De conclusie is dat [appellanten] niet voldoende duidelijke, eenduidige feiten en omstandigheden heeft gesteld ter onderbouwing van de stelling dat sprake is van een duurzame gemeenschappelijke huishouding. [appellanten] kan daarom niet worden toegelaten tot het bewijs van zijn stellingen.
3.7.
Voorts wordt het volgende overwogen. Indien zou worden uitgegaan van de ter gelegenheid van het pleidooi gegeven toelichting, geldt dat niet (voldoende duidelijk) is gesteld dat de gezamenlijke huishouding – nog daargelaten of die er is was en is – duurzaam is in de zin van art. 7:267 lid 1 BW. [appellanten] erkent dat aanvankelijke geen sprake was van een duurzame gemeenschappelijke huishouding, aangezien hij (randnummer 14 van de pleitnota) stelt dat [appellant sub 2] in eerste instantie bij zijn moeder is ingetrokken omdat [appellant sub 2] niet over een vaste woon- of verblijfplaats beschikte (dan wel omdat zijn relatie was geëindigd). [appellanten] stelt dat [appellante sub 1] in het begin voor [appellant sub 2] zorgde en dat later een taakverdeling is ontstaan en een ‘samenwoningsverband’ is gegroeid. In 2011 had dit vijf jaar geduurd. [appellanten] heeft echter nagelaten toe te lichten en nader te stellen wat die door hem bedoelde ontwikkeling inhield. Uit de genoemde termijn van vijf jaar zou kunnen worden afgeleid dat de gestelde duurzame gemeenschappelijke huishouding zeer kort na de samenwoning is ontstaan, maar ook dat is – ten onrechte – niet toegelicht noch onderbouwd. Hierbij wijst het hof erop dat [appellant sub 2] ter gelegenheid van het pleidooi heeft verklaard dat zijn moeder een ongeluk had gehad toen hij bij haar introk en dat zij na een jaar weer alles kon. Van hulpbehoevendheid was daarna, zo begrijpt het hof, nog geen sprake.

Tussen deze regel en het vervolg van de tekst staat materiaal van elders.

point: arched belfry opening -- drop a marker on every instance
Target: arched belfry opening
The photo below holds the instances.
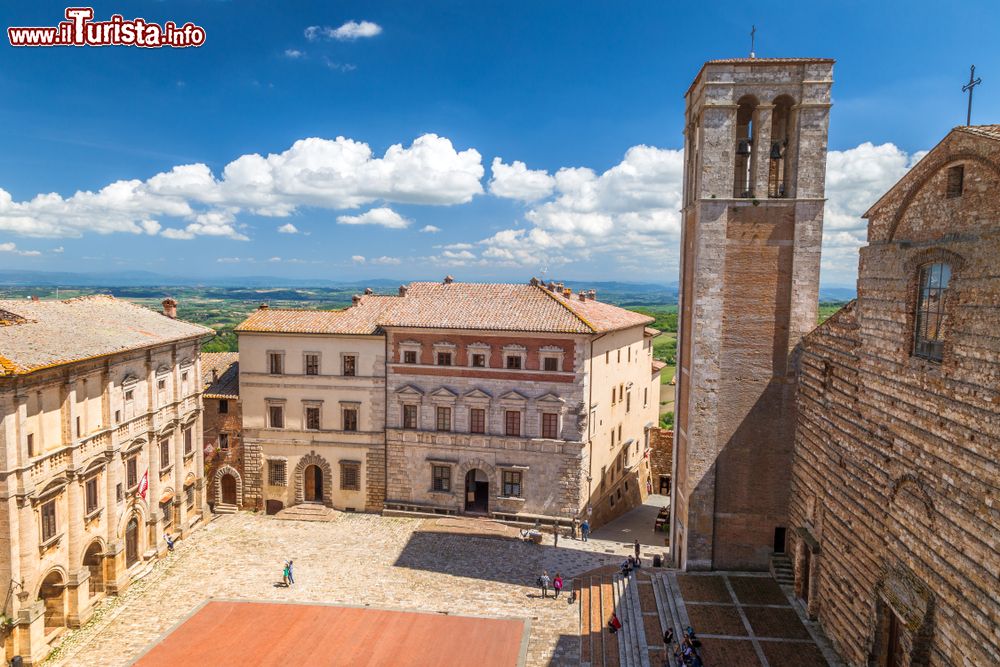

Het voorgaande is te meer van belang, omdat [appellant sub 2] in zijn positie en rol van mantelzorger (brief van 2 oktober 2011) zonder nader toelichting, die (ook) ontbreekt, niet als een duurzaam ‘samenwoner’ kan worden betiteld.
Ten slotte blijkt uit de brief van 2 oktober 2011 niet dat sprake was van een duurzame samenwoning in de zin dat er een op de toekomst gerichte verwachting was ten aanzien van de (gestelde) gemeenschappelijke huishouding. [appellant sub 2] schrijft daarin immers dat hij ‘nu’ in de woning wil blijven, terwijl [appellant sub 2] op dat moment mantelzorger van zijn toen 87 jaar oude moeder was. De strekking van deze brief is bovendien dat [appellant sub 2] , gegeven zijn inspanningen en uitgaven voor het opknappen van de woning, graag daarin wil blijven wonen, ook als zijn moeder zou komen te overlijden.
3.8.
Voor het aannemen van een gemeenschappelijke huishouding is voorts van belang dat er in zekere mate sprake is van een financiële verstrengeling. Daarover heeft [appellanten] gesteld dat de vaste lasten (kosten van gas, elektriciteit, water en huur) door [appellante sub 1] werden en worden betaald en dat [appellant sub 2] daartegenover de overige kosten zoals boodschappen, kleding en kosten voor vervanging van apparatuur (zoals kosten van de vervanging van de Cv-ketel) betaalde en betaalt. Daarnaast betaalt [appellant sub 2] de (premie voor de) levensverzekering van [appellante sub 1] . Er is, aldus [appellanten] , sprake van een verdeling van de kosten.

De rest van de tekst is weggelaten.